Moments that are filtered through art can shadow a scene or to give it a barely perceptible undercurrent. Objects can also represent art. I found the arrangement of clocks in Daisy Darker by Alice Feeney to be installation art—and the use of time paints each chapter with urgency. How the characters respond to the past, present and future is also cleverly crafted.
Highlight your book’s theme
Incorporating art with the intent to emphasize themes requires subtlety. My opinion is that if the art duplicates a novel’s theme, readers may feel they have been thumped on the head with analogy. A less in-your-face comparison can go a long way.
Say you have woven themes of regret and loneliness into your traditional mystery. Perhaps, a watercolour of a river hangs in a home that has grown overly quiet. The watercolour was a first anniversary gift from the wife. Trees shade the river, dragonflies hover over the shallows, a row boat has come unmoored, and a weathered dock can be seen in the distance. This painting has hung on the same wall for twenty-five years. The couple host a dinner party, and a guest asks about it. What if the husband says he bought it for her? What if the wife had hated it for years? What if they both keep trying to straighten it? A thousand possibilities!
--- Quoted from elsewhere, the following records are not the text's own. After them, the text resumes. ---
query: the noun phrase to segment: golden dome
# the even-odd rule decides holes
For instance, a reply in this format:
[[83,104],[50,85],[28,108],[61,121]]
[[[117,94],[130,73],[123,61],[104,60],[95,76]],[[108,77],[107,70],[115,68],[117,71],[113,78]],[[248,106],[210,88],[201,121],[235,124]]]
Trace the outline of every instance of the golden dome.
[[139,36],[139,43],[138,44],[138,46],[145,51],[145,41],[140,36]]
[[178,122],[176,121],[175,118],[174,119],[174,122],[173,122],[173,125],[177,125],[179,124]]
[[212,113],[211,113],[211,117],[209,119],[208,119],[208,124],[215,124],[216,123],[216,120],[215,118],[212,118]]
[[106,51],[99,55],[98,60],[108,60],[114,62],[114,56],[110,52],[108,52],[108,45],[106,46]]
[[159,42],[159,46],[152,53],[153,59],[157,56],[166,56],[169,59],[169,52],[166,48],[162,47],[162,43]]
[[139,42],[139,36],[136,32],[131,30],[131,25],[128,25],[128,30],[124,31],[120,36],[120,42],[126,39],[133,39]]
Provide an ‘in’ for foreshadowing or flashback scenes
If any objet d’art is being used to forecast plot, a backdoor approach works better than an announced arrival. In other words, setting fire to a painting of a barn and then having the barn actually catch fire could (pun intended) backfire on an author. It’s risky to clone the storyline or to draw arrows pointing towards endings and beginnings. What I am speaking of here is a glimpse of the future or a wink to the past.
Paula McLain brilliantly works in just a hint of foreshadowing within the third chapter of When the Stars Go Dark. She vividly describes the Time and The Maiden statue located in Mendocino, CA, and then finishes the description with the aside, ‘The whole carving like a mystery in plain sight.’
Alter the pace
Generally, description slows a novel’s pacing, but describing art brings it to a near standstill. It’s a freeze-frame moment shared between the POV character and your reader. The art is filtered through your character, then interpreted by the reader.
There are so many different forms of art that can easily be incorporated into a mystery—stained glass, sun catchers, cemetery art, knickknacks, graffiti, paper weights, doodles, mixed media canvases, colouring books and even ash trays.
In my genre-blending novel, A Cruel Light, I’ve done my utmost to use art to its full advantage. Though my main character, Annora Garde, is an art conservator, art is more than her vocation, it is her lifeblood. If she needs to collect her thoughts—take a breather—she engages with the art around her.
As a reader, I enjoy when an author paints a picture with words, so my aim is to pay that forward. Ekphrastic writing is not exclusively for literary novels. Descriptions of art have a place in all fiction, including crime fiction.